Section 9.1. A Mixed Hardware and Software Approach

9.1. A Mixed Hardware and Software Approach

For embedded system designers considering a mixed software/hardware implementation (whether that implementation is intended for testing of a hardware module or as part of a larger system), an important step is to evaluate the relative merits of various hardware and software targets for specific elements of the overall system. Often this evaluation is done based on the designer's past experience, by using "back of the envelope" calculations regarding raw instruction cycle counts for key calculations, or through an analysis of data throughput requirements. One specific step in such an evaluation may be to implement the same algorithm (which typically represents one component or software process within a larger hardware/software application) in both an embedded processor and in FPGA hardware to analyze the relative merits of a software versus hardware solution. In doing so, the designer must evaluate not only the resulting performance of the core algorithm but the relative overhead of setting up and managing the necessary software/hardware interfaces.

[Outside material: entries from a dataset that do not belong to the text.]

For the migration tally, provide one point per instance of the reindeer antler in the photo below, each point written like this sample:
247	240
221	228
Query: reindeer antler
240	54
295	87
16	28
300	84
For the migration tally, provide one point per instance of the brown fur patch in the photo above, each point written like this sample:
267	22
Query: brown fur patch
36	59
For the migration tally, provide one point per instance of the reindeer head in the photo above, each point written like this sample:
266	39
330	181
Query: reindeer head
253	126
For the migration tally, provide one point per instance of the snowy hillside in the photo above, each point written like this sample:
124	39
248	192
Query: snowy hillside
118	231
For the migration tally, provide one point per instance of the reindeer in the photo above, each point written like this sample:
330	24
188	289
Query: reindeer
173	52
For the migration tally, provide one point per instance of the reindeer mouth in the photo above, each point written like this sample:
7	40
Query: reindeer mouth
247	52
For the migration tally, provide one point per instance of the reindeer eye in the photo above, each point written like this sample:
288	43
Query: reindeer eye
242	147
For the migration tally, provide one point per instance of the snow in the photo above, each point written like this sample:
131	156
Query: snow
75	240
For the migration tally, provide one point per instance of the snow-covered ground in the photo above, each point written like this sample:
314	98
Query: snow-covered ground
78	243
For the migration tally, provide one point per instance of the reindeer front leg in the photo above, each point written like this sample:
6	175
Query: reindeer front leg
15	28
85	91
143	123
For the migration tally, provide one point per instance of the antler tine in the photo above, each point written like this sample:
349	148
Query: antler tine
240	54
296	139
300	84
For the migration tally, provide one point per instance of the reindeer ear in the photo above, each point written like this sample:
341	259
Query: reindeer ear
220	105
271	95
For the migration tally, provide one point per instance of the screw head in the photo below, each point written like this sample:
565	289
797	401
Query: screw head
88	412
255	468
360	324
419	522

A critical factor in such an evaluation is the ability to compile algorithms to both a traditional microprocessor and to hardware, creating a test environment that allows both software and hardware versions to be tested and measured using identical inputs. As you've seen, the use of C-to-hardware compilation can assist in the process and allows a high degree of creativity on the part of the designer. This is because the software developer is free to quickly evaluate radically different ways of partitioning, describing, and implementing a mixed hardware/software application, without the need to write low-level hardware descriptions for those portions destined for hardware, or to make tedious hand calculations to determine relative performance numbers.

Considering Data Transfer Overhead

In algorithms involving streams of data (which represent a large percentage of the required processing in such domains as image processing and communications) there is a critical trade-off to be considered: the amount of computation required versus the data transfer overhead. More specifically, any evaluation of the merits of a hardware-based approach must consider, through direct measurement if possible, the cost of moving data between software components of the system (running on a traditional processor) and the dedicated hardware.

Every application evaluated in such a way will yield different cost/benefit results. The greatest benefits of hardware-based approaches are found in algorithms that are not unduly constrained by I/O, are computationally intensive, and include opportunities for parallelism to be exploited either at a low level (by scheduling statements within loops, for example) or at the level of pipelined or parallel processes. The ability to compile software algorithms directly to the FPGA makes such cost/benefit analysis a more efficient, less risky process.